Наш мир, а точнее мир вообще, делится мистиками, условно конечно же, на три взаимосвязанные, составляющие одно целое, части. Это ментальный, астральный и физический планы. Ну, физический план, с ним проще! Мы, то есть, наше тело — физическое, находится в нем непосредственно — это мир форм. Астральный план, — это мир образов и чувств. Ментальный — мир мыслей, идей. Вот, например, у художника появляется идея написать картину, идея формируется в ментальном плане, переживается, воображается в более или менее конкретной форме в Астрале и, наконец, реализуется в физическом плане, то есть пишется художником на холсте красками…
— Не значит ли это, что существует и ментальное тело? — спросил я оживившись.
— Совершенно верно! И ментальное тело тоже существует.

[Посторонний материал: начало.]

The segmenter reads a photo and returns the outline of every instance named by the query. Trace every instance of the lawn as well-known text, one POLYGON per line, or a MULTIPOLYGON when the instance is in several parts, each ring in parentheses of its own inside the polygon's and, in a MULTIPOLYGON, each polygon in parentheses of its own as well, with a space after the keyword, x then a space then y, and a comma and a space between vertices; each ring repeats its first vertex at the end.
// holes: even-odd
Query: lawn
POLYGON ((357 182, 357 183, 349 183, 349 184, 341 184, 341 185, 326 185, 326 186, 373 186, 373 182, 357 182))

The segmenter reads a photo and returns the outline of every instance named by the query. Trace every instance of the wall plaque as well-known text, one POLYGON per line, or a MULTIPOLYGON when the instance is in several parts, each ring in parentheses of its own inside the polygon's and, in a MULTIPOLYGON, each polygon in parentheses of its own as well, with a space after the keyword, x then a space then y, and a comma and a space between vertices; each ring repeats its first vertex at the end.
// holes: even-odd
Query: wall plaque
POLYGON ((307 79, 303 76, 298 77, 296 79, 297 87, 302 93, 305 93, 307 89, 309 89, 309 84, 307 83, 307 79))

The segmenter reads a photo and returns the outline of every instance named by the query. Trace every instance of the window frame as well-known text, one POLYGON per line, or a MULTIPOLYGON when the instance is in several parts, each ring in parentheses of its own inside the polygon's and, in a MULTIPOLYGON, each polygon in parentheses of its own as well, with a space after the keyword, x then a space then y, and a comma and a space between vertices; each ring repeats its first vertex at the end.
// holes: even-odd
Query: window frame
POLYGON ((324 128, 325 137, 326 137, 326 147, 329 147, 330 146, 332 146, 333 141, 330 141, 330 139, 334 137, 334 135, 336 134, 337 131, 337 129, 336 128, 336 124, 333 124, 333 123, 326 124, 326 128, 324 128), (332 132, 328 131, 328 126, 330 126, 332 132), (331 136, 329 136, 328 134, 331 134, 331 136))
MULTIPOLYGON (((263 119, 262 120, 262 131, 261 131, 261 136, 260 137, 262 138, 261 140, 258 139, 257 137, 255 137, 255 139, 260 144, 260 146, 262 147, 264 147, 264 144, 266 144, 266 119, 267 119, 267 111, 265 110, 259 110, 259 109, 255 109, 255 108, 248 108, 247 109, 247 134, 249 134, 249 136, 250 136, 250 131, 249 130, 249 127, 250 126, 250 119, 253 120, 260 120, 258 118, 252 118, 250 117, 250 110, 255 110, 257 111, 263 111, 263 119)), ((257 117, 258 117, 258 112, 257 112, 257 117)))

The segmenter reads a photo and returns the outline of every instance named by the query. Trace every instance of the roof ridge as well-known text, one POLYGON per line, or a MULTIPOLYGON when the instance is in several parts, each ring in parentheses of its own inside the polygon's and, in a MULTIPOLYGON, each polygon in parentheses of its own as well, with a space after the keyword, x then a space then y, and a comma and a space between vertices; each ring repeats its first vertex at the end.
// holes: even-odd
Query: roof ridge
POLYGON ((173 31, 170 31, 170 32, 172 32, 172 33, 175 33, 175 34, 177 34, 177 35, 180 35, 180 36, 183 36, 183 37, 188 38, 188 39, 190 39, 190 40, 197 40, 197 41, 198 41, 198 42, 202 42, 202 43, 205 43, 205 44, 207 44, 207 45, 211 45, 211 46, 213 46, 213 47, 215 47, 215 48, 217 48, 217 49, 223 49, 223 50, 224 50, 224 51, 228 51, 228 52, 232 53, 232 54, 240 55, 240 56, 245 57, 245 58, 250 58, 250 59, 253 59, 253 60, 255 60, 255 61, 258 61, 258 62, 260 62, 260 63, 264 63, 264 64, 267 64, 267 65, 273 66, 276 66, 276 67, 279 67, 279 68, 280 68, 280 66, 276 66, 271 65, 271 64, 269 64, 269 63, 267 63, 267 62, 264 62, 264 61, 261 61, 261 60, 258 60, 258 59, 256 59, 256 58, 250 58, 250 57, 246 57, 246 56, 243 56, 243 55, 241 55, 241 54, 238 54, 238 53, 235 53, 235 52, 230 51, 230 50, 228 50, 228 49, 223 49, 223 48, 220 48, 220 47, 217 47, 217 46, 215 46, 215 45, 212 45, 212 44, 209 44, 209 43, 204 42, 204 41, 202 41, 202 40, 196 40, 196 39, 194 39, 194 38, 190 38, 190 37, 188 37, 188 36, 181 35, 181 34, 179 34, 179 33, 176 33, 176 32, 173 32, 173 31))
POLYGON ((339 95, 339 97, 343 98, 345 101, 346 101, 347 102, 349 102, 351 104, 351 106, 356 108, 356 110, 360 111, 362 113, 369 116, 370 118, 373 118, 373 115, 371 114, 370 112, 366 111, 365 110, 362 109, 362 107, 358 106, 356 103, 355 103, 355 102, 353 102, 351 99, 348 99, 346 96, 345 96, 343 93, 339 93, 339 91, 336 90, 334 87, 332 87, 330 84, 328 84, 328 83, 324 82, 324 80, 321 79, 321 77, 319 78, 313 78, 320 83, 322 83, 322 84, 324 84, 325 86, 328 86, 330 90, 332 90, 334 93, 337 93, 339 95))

— Интересное дело! — охотно обрадовался я своему открытию. — А нельзя ли подробнее?
— Можно и подробнее! — одобрительно ответила Аня. — Астральное тело также реально, как и физическое. О ментальном пока говорить не буду, о нем как-нибудь потом. Астральное тело не имеет определенно канонизированной формы своего существования, как наше физическое тело, а может, по желанию его обладателя, принимать любую форму, доступную нашему воображению.
— Как это? — удивился я.
— Очень просто, — продолжала Аня, — оно может принять форму, например, большого и маленького шарика, форму любого предмета, растения, животного, а так же форму физического тела, находящегося в физическом плане…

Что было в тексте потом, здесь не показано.